Paper No. 19-5
Presentation Time: 4:45 PM
LOW-TEMPERATURE THERMOCHRONOLOGICAL CONSTRAINTS ON THE TIMING, MAGNITUDE, AND SPATIAL EXTENT OF LATE CRETACEOUS COOLING WITHIN THE ENIGMATIC TETON-GROS VENTRE UPLIFT
The modern topography of the Teton Range, formed as a consequence of mid-Miocene to recent exhumation along the Teton normal fault, obscures the structural and topographic expression of the Cretaceous basement-involved Teton-Gros Ventre uplift.. Previously published apatite fission-track cooling ages from basement rocks of the Teton Range were interpreted to record Late Cretaceous exhumation of the Teton-Gros Ventre uplift in the hanging wall of the northeast-dipping Cache Creek thrust.

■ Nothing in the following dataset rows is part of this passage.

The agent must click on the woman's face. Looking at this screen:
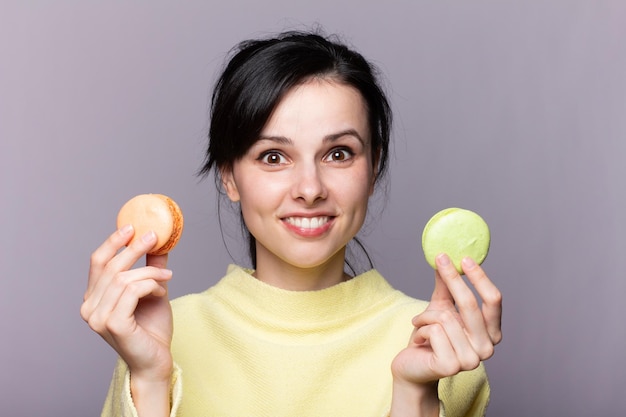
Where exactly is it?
[222,79,375,276]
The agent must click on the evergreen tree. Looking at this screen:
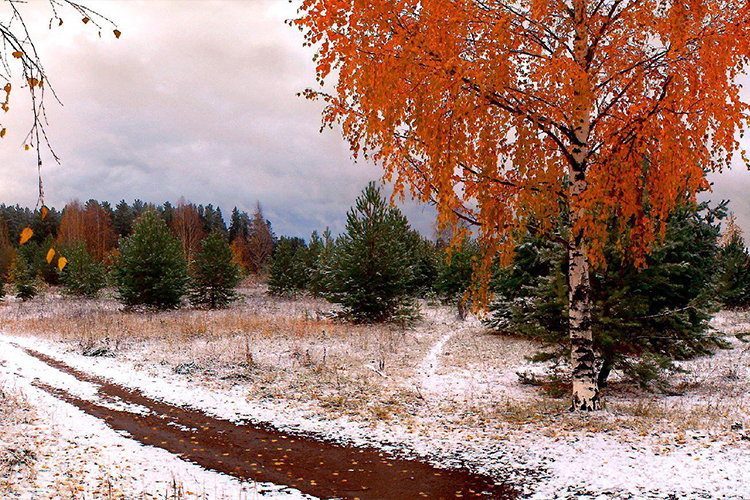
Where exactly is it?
[268,236,312,295]
[11,250,40,301]
[717,233,750,309]
[190,231,240,309]
[60,243,106,297]
[306,228,335,297]
[247,202,276,275]
[488,204,724,387]
[328,182,412,322]
[113,211,188,309]
[197,203,227,237]
[112,200,135,238]
[229,207,251,244]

To evaluate the spatial extent, timing, and magnitude of Cretaceous cooling in the Tetons, we used low-temperature thermochronology (zircon and apatite U-Th/He; ZHe and AHe) to reconstruct the ~300-50˚C thermal history of Archean basement rocks in an ~40 km long transect through the hanging wall of the Cache Creek thrust. Samples from the northern part of our transect, in the most distal positions relative to the trace of the Cache Creek thrust, yielded single crystal ZHe dates of ~6-62 Ma with effective uranium (eU), a proxy for radiation damage, values of 353-6341 ppm, exhibiting a negative-slope date-eU trend that is qualitatively consistent with radiation damage effects on ZHe dates. In contrast, AHe dates from these rocks are ~51-79 Ma, with eU values of 11-66 ppm; these AHe data show no correlation between AHe date and eU and display a date inversion relative to the ZHe data. Farther south and closer to the Cache Creek thrust, ZHe dates are ~19-116 Ma (eU 100-2071 ppm) and also display a negative date-eU trend. Across the entire range, the ZHe date-eU trend has a high-eU (2300-6341 ppm) ‘pediment’ at ~10 Ma, related to the recent Miocene-recent exhumation. The high-eU composition of the analyzed zircons likely contributed to the young measured ZHe dates because significant radiation damage can create pathways for helium loss, leading to younger measured dates. Ongoing thermal history modeling will allow us to identify time-temperature histories consistent with the observed data and preserved geologic record, providing insights into the cooling history of the Cretaceous Gros-Ventre uplift.